"What sort of a thing?"
"What I told you--white."
"A white head?"
"It wasn't a head. For God's sake, Leslie! I can't tell you any
more than that. I saw it. That's enough. I saw it three times."
"It isn't enough for me," I said doggedly. "It hadn't any head or
face, but it looked in! It's dark out there. How could you see?"
For reply, he leaned over and, turning down the lamp, blew it out.
We sat in the smoking darkness, and slowly, out of the thick night,
the window outlined itself. I could see it distinctly. But how,
white and faceless, had it stared in at the window, or reached
through the bars, as Singleton declared it had done, and waved a
fingerless hand at us?
He was in a state of mental and physical collapse, and begged so
pitifully not to be left, that at last I told him I would take him
with me, on his promise to remain in a chair until dawn, and to go
back without demur. He sat near me, amidships, huddled down among
the cushions of one of the wicker chairs, not sleeping, but staring
straight out, motionless.
With the first light of dawn Burns relieved me, and I went forward
with Singleton. He dropped into his bunk, and was asleep almost
immediately. Then, inch by inch, I went over the deck for footprints,
for any clue to what, under happier circumstances, I should have
considered a ghastly hoax. But the deck was slippery and sodden,
the rail dripping, and between the davits where the jolly-boat had
swung was stretched a line with a shirt of Burns's hung on it,
absurdly enough, to dry. Poor Burns, promoted to the dignity of
first mate, and trying to dress the part!
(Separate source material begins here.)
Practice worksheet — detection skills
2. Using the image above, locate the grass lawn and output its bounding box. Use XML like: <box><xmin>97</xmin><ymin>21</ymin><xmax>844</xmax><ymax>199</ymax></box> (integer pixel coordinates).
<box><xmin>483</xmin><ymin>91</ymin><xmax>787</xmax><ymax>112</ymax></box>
Oleson and Adams made no attempt to work that day; indeed, Oleson
was not able. As I had promised, the breakfast for the after
house was placed on the companion steps by Tom, the cook, whence it
was removed by Mrs. Sloane. I saw nothing of either Elsa Lee or
Mrs. Johns. Burns was inclined to resent the deadline the women
had drawn below, and suggested that, since they were so anxious to
take care of themselves, we give up guarding the after house and
let them do it. We were short-handed enough, he urged, and, if
they were going to take that attitude, let them manage. I did not
argue, but my eyes traveled over the rail to where the jolly-boat
rose to meet the fresh sea of the morning, and he colored. After
that he made no comment.
Singleton awakened before noon, and ate his first meal since the
murders. He looked better, and we had a long talk, I outside the
window and he within. He held to his story of the night before, but
was still vague as to just how the thing looked. Of what it was he
seemed to have no doubt. It was the specter of either the captain
or Vail; he excluded the woman, because she was shorter. As I stood
outside, he measured on me the approximate height of the apparition
--somewhere about five feet eight. He could see Burns's shirt, he
admitted, but the thing had been close to the window.